First, what is a feature and how is it engineered?
At a basic level, a feature is an individual measurable property or characteristic, such as the cost of a transaction. Feature engineering is the process of extracting these meaningful characteristics to use as learning material for the algorithm.
We look for features to capture certain aspects that help us predict fraud. We group the types of features into the below categories.
These are the typical aspects that predict fraud, for example orders, transactions, cards, location, email. These features generally cover the data you would expect to find on your receipt and are customer-centric.
We derive behavioral features from the customer session - these are features are based on describing the customer actions eg. velocity of orders, time spent on the page, length of time between adding a new card and making an order. One purpose of extracting these features is to capture other subversive technology use eg. if a fraudster is using a script to scrape a webpage vs normal browsing activity.
Real-time features are based on the up to date, real-world incidences of fraud. These features are all based on categorical data - give the real-time rate of fraud by category eg. country / ASN card digits / email domain etc. An example feature could be the fraud rate in certain regions/countries.
One purpose of these features is to help merchants to expand into new markets where they have no existing data. We monitor the real-time traffic to help our merchants seamlessly move into new markets, without seeing any adverse effects from the machine learning models eg. bias.
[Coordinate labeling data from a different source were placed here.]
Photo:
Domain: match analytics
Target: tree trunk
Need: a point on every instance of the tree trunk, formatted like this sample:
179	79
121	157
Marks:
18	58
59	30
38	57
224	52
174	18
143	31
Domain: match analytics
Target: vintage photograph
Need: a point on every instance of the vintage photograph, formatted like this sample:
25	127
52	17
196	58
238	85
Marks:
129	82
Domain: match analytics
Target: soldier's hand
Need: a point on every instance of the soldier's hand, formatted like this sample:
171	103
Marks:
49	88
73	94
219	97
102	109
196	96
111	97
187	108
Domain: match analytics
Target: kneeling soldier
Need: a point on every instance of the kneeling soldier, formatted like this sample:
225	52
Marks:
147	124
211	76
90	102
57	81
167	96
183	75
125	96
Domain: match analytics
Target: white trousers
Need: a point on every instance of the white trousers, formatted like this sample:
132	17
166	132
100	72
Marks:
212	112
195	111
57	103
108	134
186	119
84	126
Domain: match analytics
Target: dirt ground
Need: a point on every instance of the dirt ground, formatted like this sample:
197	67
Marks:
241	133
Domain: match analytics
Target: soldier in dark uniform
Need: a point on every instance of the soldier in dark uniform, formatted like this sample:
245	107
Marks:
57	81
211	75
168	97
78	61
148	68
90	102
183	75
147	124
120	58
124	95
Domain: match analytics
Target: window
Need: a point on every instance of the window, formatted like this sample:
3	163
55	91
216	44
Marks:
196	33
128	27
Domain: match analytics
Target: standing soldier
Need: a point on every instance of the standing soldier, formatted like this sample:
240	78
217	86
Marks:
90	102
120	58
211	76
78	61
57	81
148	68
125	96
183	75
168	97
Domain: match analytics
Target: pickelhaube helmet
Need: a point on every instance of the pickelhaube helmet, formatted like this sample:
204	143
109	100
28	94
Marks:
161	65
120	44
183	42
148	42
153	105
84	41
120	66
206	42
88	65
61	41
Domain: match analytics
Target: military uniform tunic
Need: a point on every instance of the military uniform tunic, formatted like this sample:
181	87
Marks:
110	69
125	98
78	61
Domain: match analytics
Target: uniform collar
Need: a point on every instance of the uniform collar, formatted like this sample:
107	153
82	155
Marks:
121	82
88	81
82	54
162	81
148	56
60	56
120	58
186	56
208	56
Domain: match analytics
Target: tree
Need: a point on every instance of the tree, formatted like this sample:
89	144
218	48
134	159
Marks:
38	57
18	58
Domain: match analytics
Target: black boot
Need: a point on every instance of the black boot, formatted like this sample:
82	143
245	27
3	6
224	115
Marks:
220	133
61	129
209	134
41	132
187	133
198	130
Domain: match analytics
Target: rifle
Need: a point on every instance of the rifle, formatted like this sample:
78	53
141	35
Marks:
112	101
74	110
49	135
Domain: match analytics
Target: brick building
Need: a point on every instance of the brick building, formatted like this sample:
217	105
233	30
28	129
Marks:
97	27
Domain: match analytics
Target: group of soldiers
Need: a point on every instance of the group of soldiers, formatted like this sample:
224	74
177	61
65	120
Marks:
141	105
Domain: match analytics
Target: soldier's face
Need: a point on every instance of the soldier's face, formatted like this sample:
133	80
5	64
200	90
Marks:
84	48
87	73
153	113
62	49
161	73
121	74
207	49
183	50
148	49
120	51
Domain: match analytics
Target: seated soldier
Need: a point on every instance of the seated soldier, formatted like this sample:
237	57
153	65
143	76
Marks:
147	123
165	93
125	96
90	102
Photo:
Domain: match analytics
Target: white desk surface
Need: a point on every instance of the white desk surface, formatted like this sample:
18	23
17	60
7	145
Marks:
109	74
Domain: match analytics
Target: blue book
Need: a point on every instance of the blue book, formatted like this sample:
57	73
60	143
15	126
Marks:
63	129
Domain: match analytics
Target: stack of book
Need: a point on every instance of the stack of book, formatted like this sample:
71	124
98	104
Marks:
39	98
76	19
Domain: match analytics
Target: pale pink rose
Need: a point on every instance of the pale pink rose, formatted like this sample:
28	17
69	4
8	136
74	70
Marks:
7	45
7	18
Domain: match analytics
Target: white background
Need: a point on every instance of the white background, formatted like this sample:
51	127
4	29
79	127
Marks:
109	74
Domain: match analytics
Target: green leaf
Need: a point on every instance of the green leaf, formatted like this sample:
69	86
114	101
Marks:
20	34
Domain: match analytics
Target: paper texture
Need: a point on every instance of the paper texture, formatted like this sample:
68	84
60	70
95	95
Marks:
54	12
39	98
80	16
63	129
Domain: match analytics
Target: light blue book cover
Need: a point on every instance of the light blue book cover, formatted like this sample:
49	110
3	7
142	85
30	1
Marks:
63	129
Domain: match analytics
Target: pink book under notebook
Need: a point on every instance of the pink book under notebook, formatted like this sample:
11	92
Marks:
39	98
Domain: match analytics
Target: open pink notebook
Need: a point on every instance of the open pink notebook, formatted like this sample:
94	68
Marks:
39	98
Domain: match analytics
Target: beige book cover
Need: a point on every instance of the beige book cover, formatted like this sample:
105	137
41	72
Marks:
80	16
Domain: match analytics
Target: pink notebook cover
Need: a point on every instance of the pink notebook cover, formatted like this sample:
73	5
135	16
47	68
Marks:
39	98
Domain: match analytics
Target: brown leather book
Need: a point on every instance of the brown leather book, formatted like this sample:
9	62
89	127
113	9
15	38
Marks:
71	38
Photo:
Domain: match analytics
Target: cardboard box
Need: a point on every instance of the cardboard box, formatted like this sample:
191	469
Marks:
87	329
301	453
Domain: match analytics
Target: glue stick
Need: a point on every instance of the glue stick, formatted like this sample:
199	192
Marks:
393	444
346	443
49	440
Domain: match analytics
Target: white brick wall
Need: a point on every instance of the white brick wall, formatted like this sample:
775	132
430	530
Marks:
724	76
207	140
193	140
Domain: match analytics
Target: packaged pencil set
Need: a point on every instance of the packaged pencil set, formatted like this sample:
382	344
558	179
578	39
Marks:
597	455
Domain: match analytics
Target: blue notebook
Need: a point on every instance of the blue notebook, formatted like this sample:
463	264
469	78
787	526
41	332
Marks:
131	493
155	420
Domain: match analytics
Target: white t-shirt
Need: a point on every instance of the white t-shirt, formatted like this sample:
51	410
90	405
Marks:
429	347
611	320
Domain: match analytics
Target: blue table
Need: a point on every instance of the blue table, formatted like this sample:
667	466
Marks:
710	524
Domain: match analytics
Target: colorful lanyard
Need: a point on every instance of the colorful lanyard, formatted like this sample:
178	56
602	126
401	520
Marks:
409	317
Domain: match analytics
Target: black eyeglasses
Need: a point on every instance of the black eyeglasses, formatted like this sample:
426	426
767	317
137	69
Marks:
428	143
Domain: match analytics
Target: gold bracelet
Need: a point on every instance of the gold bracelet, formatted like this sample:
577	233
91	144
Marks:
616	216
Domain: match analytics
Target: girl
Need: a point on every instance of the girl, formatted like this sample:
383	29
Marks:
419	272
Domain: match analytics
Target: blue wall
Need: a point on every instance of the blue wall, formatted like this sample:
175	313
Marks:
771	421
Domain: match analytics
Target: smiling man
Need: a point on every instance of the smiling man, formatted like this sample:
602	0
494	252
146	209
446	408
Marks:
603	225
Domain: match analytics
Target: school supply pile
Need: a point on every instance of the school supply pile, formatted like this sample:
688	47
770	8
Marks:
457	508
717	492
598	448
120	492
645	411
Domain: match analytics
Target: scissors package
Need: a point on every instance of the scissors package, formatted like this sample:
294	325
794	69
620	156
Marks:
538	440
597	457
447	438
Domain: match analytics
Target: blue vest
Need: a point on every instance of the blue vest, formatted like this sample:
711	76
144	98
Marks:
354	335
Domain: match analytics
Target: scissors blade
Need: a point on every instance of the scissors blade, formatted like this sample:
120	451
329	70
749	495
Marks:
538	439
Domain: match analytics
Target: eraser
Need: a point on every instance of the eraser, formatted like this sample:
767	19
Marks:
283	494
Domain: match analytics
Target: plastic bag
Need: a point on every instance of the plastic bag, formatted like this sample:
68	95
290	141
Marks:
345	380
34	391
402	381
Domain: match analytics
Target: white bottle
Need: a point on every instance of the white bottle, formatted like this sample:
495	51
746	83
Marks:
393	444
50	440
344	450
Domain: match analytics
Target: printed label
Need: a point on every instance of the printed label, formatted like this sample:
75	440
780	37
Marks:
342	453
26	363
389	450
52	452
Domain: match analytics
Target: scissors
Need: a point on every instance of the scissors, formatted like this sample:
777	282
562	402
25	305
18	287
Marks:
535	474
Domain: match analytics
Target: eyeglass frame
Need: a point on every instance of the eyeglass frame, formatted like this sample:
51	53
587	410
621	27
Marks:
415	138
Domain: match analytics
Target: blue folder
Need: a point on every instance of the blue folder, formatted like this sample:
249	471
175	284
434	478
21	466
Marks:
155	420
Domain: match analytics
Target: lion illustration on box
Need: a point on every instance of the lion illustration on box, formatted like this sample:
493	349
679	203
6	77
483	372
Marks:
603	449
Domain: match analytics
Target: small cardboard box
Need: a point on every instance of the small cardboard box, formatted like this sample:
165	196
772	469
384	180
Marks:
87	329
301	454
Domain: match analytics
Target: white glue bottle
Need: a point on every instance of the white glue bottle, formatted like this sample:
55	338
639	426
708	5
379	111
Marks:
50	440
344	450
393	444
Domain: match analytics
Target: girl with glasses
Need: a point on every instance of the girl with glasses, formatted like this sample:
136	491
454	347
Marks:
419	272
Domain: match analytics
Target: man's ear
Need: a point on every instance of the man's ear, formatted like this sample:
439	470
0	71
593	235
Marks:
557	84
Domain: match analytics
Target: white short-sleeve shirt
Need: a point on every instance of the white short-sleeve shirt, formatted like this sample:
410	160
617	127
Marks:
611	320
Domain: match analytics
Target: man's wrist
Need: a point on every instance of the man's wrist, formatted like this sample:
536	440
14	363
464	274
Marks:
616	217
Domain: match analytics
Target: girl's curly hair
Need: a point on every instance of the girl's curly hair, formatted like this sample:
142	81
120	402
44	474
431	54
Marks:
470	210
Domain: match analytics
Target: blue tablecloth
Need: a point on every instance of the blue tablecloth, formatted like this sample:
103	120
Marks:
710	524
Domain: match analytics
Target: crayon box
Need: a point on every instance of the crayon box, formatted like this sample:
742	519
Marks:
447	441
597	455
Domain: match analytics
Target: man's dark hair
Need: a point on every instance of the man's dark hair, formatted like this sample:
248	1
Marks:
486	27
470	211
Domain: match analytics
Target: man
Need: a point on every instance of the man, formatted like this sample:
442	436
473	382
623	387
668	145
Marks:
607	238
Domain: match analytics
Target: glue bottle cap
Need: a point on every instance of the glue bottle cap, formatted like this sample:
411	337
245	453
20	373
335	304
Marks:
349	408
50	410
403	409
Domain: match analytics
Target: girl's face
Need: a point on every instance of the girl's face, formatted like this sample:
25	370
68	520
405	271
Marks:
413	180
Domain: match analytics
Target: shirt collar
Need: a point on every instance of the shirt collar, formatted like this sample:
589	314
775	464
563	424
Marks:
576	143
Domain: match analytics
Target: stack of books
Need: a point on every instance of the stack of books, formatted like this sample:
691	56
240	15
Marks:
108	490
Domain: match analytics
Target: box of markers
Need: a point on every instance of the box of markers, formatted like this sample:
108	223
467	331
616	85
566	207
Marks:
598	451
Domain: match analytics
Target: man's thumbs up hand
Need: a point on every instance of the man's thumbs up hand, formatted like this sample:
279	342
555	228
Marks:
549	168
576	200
Individual customer features
These features tell us about the similarity with the specific customer’s typical past behavior. This could be their typical spend, their regular billing address, home IP address etc.
Session tracking features
We divide features into customer-centric and entity-centric. Entities are things like devices, addresses, locations, domains and emails. An example feature is the number of orders shipped to a certain address. One purpose of these features is to alert us to a fraud goods drop-off point.
Network derived features
As well as customer-centric and entity-centric features, we also look for network level features. These features focus on network topology (network shape) as a means of enhancing our customer data. An example is account sharing between a family in the same house vs. account takeover where networks of hundreds of accounts use the same few devices.